Family holidays became a rarity as workers were no longer given holiday time – war production had to be kept to a maximum. Added to this were the travelling restrictions – ‘Is your journey really necessary?’ the slogan asked. Petrol for private cars was almost impossible to get, and anyway most of them had had their tyres removed for the rubber salvage drives, and railways were needed for the transport of troops and war materials. What transport was left for civilians was often in a poor state. Charles Harris: ‘Most of the buses were so old that when they went up Chingford Mount they couldn’t get all the way up with passengers on board, they’d stop half way up, then we’d all get off and walk up to the top and then get back on.’
There was some travelling, though. Special cheap-day and weekend excursions were laid on by bus and railway companies, for parents who wished to visit their evacu
ated children. But on the whole, holidays stopped. If you lived in a blitzed city, you might be lucky enough to have relatives in a country area who would put you up for a week. Other than that, holidays tended to be for children only, organised by clubs, or groups such as the Guides. R.J. Holley of Bristol remembers one camp:
During the war we went as schoolchildren to summer camps helping the farmers bring in the harvest, etc. We, that is, Eagle House Youth Club under the direction of the Rev. Bouquet, the club leader, went to the Duke of Beaufort’s estate. He had a miners’s camp there. During the war the duke let it to the schoolchildren and clubs who went to help on the land.
Eric Chisnall:
An incident I well remember concerned a week’s holiday with our Scout troop. A new vicar came to the church and he took over as our Scoutmaster. He was not over-popular with us lads as he tried to stop our rather boisterous games such as British Bulldog, because he thought they were too rough. He very kindly arranged for several of us to spend this holiday in Rugby, in the parish he had served in before coming to Ipswich. As I had never travelled more than fifteen miles from home, this was a great adventure, and it was probably the same for most of my mates.

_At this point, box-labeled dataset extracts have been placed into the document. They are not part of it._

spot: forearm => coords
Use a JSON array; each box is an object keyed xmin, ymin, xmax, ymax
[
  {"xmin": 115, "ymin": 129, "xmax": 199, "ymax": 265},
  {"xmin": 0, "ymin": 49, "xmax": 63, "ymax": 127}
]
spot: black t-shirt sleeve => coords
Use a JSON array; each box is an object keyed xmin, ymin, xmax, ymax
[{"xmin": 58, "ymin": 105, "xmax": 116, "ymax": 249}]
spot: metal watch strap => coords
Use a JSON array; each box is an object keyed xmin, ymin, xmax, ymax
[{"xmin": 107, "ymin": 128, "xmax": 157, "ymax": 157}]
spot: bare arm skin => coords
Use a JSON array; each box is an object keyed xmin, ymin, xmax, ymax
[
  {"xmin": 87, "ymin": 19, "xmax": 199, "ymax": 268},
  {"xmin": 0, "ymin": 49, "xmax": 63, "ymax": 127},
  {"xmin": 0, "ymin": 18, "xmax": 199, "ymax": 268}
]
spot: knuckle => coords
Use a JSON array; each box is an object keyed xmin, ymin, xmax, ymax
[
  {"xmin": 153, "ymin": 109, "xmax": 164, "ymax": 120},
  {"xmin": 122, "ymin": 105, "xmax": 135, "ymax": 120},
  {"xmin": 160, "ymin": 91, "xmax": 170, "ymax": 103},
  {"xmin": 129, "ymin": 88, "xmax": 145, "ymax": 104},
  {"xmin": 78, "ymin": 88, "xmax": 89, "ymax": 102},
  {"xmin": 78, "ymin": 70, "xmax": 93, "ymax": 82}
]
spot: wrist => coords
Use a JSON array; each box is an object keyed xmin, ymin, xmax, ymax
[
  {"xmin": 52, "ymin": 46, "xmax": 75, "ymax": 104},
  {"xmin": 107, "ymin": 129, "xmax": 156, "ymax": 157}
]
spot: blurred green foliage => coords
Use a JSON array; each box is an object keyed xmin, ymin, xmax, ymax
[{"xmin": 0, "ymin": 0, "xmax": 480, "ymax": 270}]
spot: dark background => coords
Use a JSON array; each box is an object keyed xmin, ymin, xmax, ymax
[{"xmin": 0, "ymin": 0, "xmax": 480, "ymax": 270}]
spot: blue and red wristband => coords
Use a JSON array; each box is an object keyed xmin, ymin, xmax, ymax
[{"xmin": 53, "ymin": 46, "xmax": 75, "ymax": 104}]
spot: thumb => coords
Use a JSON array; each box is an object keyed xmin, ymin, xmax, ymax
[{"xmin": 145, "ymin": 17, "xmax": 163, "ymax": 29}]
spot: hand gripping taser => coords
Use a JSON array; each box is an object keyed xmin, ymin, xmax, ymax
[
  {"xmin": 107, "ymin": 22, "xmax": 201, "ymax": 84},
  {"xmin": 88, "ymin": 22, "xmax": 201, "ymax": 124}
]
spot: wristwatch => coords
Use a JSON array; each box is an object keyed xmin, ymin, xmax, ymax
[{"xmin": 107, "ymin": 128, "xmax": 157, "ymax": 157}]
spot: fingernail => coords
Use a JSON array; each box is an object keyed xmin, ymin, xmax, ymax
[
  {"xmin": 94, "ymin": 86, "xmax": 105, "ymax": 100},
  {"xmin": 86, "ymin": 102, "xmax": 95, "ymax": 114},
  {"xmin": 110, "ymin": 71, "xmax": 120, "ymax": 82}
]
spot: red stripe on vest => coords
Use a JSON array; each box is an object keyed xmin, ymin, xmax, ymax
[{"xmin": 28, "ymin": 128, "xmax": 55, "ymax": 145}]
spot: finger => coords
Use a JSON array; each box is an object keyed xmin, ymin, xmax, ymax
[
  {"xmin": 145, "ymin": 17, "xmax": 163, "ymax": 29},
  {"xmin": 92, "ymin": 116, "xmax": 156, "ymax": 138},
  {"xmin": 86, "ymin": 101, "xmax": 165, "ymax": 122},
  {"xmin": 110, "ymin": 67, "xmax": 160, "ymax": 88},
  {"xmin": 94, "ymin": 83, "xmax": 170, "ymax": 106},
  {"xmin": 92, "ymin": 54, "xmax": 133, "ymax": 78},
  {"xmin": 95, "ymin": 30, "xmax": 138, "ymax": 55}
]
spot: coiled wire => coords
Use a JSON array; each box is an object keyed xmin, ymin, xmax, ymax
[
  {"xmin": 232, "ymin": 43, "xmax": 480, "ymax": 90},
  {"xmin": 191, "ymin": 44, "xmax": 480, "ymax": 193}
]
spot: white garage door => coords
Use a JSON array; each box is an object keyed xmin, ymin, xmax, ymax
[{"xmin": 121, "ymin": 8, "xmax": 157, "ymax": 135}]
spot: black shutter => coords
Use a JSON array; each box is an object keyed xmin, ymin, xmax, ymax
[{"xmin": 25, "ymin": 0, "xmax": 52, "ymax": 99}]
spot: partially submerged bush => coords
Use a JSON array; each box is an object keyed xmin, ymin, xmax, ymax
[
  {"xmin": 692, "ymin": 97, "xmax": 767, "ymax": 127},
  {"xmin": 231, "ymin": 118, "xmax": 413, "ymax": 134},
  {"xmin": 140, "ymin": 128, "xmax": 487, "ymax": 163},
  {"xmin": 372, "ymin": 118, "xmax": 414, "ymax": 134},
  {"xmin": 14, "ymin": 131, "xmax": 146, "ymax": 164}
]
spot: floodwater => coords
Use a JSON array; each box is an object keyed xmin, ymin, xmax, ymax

In Rugby people were very kind and we were made very welcome even though we did have to sleep on a hard wooden floor in a local hall. Amongst other trips we were taken to see the famous Rugby School and the Rugby railway locomotive engineering shops, and a trip to Coventry was also arranged.
When we arrived our vicar gave us a stern lecture about not being too extravagant with food, as people had kindly given up their rations to feed us. At breakfast the next morning he proceeded to smother his toast with a thick layer of butter, and what looked to me like well over a quarter of an inch of marmalade. He thought he was sparing, but coming from a family of eight children, well used to ‘scraping it on and scraping it off again’, I could not believe my eyes – at home we were rationed by price as well as by ration coupons.